Resultaría muy pertinente ahondar un poco en la versatilidad de la Constitución de 1978 antes de proceder a demolerla. Sobre todo para no alentar proyectos de separación que no pueden prosperar y que si prosperaran solo podrían conducir, en poco tiempo, a reconstruir las relaciones de partida entre el Estado español y la parte díscola de Cataluña. Pero he aquí que los comentaristas locales han llenado centenares de páginas con interpretaciones asombrosas de nuestra Constitución apoyadas ¡en la Constitución de Canadá! ¡ o en la inexistente constitución escrita de Gran Bretaña! Han encontrado su opor- tunidad los comentaristas abusivos, capaces de sostener las tesis más indefendibles.

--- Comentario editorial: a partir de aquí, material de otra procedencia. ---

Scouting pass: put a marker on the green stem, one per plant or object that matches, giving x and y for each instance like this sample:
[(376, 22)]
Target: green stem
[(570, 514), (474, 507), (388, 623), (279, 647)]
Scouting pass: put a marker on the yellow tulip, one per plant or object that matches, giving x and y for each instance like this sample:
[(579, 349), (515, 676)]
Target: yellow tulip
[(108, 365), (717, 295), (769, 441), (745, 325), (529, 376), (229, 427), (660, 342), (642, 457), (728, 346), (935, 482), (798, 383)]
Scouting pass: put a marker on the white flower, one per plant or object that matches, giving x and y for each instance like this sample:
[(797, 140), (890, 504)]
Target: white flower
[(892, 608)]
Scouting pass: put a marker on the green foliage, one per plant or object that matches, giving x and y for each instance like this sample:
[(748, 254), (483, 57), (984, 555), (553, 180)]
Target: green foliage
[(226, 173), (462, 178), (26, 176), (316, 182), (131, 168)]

Retomo lo que decía al principio. Los actuales intérpretes ligeros e inestables del texto constitucional recuerdan a la tropa de buhoneros de ensalmos que se apoderó del asesoramiento de los conflictos en las edades medieval y moderna. Corrompieron hasta el lenguaje. Contra algunos de los autores que sirvieron de fuente de inspiración para alimentar tergiversaciones, clamó nuestro Antonio de Nebrija en su epigrama Adversus Barbaros.
Valga el recuerdo para marcar la orientación de la defensa del constitucionalismo en España: es necesario animar, otra vez, la lucha contra los bárbaros.
Santiago Muñoz Machado, catedrático y académico de número de las Reales Academias Española y de Ciencias Morales y Política, es autor de una reciente trilogía sobre la crisis del Estado, formada por los libros Informe sobre España (2012), Cataluña y las demás Españas (2014) y Vieja y Nueva Constitución (2016), todos ellos publicados por la editorial Crítica.